One reason those routes are so expensive is that UK rail is in many regions frequently at or over capacity. Supply/demand does its thing until prices hit the caps. This is especially true around London. Price controls always cause shortages and in this case it's a shortage of seats and investment in capacity upgrades. Seems people prefer that to more expensive tickets or higher taxpayer subsidies.

Also the infrastructure is ancient - the steam locomotive was literally invented in the UK - and investment was largely abandoned during the decades of government ownership. The current railways often have infrastructure in them built a century ago.

Finally, some lines actually pay the government money rather than receive subsidies.

I don't think the UK position is wrong. It just means people who choose to use the railways instead of driving or moving pay more of the costs. Seems fair.




It's important to realise that the yearly price rises are almost all a result of subsidy dropping, and as peoplewindow says, many fares are already set by the government. Notably, the total premiums paid by the train operating companies (TOCs) now exceeds the amount of total subsidy, so for the first time since nationalisation, the railways are making an operational profit.

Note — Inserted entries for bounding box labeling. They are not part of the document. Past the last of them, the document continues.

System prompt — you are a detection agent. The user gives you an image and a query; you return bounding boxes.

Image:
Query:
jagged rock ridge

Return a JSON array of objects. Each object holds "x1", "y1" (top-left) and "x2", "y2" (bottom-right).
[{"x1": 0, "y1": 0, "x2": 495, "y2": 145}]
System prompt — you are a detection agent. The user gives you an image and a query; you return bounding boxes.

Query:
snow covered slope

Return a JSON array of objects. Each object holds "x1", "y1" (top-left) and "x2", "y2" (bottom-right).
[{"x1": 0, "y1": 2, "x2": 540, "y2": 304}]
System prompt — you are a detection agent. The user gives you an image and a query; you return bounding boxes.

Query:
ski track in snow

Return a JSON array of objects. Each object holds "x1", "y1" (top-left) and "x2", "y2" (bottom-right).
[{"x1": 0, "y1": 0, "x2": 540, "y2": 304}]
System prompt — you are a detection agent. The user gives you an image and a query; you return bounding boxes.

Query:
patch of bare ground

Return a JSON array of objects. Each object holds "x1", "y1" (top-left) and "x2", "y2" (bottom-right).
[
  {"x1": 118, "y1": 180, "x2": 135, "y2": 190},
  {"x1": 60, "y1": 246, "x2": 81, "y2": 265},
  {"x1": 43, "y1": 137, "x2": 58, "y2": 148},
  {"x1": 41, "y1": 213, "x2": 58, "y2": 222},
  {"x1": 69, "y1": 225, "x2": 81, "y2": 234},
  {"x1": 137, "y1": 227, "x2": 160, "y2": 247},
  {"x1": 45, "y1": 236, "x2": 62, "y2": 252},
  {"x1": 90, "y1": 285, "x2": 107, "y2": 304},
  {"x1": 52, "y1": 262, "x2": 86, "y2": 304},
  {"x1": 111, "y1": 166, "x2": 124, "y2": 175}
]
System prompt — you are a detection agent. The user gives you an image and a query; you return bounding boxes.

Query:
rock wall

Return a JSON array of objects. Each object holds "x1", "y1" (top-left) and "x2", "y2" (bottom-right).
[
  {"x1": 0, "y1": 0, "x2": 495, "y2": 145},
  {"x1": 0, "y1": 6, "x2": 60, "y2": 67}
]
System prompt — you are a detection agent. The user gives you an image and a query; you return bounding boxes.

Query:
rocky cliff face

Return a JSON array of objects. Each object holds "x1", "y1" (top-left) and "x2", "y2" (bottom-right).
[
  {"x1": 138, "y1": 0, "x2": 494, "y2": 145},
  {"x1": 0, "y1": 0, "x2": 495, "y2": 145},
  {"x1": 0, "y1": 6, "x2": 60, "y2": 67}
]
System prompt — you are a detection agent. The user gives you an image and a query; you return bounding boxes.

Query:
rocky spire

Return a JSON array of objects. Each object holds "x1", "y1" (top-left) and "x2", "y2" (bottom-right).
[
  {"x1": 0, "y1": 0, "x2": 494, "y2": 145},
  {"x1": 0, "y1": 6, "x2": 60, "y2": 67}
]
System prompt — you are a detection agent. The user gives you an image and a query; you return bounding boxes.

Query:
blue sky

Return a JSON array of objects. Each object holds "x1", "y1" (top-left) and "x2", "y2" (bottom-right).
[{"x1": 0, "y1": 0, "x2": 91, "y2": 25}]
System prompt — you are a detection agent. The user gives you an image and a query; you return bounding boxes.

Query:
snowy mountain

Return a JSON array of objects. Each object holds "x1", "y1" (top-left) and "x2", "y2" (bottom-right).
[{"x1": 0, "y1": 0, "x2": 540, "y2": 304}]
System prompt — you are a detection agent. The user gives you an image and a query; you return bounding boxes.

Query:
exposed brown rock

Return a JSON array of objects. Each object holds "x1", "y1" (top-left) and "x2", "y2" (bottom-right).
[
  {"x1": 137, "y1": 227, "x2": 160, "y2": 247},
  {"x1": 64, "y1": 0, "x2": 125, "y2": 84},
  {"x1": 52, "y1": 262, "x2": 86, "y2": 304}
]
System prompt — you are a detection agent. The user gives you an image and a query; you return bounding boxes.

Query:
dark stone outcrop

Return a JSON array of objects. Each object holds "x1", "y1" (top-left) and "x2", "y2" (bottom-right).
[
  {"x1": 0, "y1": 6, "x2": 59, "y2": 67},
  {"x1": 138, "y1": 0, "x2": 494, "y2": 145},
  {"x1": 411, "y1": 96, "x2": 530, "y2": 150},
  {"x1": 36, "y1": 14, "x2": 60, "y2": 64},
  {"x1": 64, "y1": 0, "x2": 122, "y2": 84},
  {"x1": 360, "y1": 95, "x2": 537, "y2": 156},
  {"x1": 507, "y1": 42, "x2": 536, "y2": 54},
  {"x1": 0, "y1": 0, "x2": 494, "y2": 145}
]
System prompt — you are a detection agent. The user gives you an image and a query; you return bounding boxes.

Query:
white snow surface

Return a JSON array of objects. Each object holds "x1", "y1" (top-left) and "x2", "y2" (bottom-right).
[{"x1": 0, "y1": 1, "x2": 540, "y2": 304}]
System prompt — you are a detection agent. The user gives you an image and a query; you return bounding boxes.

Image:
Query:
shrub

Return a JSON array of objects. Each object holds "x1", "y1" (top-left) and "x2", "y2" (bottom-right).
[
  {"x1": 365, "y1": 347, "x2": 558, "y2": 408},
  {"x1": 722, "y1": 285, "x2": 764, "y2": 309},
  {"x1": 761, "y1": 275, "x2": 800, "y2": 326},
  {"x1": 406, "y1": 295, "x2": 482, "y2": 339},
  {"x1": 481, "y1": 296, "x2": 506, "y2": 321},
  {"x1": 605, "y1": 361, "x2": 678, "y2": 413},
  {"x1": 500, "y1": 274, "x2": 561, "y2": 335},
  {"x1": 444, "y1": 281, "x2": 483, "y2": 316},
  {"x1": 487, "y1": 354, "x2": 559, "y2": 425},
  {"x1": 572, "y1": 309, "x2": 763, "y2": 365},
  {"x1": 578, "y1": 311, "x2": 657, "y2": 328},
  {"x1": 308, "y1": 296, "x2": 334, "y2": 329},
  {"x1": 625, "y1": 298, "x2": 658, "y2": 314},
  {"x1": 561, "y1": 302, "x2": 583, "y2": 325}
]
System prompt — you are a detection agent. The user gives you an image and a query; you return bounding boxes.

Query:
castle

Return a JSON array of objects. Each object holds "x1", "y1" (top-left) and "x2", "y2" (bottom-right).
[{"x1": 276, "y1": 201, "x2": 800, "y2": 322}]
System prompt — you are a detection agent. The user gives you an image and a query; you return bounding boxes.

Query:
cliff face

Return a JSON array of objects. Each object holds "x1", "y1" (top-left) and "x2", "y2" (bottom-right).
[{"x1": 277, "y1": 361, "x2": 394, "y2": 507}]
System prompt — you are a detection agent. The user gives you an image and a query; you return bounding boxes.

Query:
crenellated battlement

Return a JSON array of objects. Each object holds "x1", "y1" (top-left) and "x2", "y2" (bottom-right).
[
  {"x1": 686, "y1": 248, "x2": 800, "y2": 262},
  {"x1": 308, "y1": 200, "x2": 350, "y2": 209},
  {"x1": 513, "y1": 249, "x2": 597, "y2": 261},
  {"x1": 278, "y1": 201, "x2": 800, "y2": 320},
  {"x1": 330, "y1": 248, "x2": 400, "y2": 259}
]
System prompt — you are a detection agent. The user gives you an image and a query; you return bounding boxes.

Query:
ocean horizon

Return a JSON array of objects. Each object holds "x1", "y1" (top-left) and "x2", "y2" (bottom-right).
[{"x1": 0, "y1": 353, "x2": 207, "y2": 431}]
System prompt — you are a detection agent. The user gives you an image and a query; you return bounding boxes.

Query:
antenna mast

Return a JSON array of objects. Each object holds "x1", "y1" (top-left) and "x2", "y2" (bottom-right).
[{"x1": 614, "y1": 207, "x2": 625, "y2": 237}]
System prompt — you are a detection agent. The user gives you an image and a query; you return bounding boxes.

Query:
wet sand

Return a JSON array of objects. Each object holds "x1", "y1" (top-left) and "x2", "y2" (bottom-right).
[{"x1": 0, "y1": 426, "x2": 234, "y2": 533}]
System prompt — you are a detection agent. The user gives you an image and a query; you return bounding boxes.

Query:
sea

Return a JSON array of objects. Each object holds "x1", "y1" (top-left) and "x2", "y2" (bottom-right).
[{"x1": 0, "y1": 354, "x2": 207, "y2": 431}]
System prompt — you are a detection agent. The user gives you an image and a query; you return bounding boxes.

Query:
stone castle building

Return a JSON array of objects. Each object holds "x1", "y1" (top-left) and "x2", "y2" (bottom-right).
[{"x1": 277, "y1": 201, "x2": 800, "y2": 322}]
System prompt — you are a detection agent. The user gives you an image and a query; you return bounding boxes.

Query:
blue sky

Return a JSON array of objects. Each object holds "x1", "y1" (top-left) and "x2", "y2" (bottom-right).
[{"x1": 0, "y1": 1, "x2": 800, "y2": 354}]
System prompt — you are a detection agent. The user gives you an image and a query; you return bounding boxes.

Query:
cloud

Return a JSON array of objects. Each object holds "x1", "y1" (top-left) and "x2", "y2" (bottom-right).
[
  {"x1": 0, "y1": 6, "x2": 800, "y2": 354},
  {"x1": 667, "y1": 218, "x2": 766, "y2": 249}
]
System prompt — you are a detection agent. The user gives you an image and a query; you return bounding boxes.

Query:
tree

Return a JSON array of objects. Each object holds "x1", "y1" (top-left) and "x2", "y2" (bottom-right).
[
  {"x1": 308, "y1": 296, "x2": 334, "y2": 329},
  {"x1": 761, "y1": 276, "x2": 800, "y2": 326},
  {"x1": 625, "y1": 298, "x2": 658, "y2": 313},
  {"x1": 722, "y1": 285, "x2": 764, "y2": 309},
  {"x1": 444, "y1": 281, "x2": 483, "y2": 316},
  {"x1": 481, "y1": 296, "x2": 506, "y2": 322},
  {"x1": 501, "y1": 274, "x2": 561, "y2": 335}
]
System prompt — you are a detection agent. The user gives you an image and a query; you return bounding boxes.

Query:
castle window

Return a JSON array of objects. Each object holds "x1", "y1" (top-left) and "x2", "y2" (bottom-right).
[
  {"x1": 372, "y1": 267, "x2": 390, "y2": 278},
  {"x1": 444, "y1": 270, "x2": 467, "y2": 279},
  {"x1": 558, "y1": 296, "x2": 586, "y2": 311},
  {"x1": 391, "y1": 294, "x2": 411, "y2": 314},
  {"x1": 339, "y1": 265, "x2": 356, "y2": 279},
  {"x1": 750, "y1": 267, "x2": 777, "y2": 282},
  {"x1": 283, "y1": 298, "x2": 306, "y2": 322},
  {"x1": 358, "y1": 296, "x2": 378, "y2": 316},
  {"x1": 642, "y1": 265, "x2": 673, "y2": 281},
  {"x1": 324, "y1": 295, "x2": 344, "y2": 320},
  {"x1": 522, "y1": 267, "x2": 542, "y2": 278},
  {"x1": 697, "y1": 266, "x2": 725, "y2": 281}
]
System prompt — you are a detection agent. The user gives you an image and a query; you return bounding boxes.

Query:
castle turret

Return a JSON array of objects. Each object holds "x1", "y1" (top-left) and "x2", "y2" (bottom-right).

From memory, something like 4% of fare revenue ends up as profit going to the TOCs at the end of the year; for many, this isn't enough to buy a single extra train, yet alone anything bigger. The profits these private companies are taking aren't huge in terms of the costs of operating a railway!

That said...

> I don't think the UK position is wrong. It just means people who choose to use the railways instead of driving or moving pay more of the costs. Seems fair.

Surely that same argument should apply to driving? i.e., those using for the roads should pay more of the costs instead of it all coming out of general taxation?


They do. Fuel taxes pay for the costs of road maintenance and then a lot more on top (typically, rail subsidies!)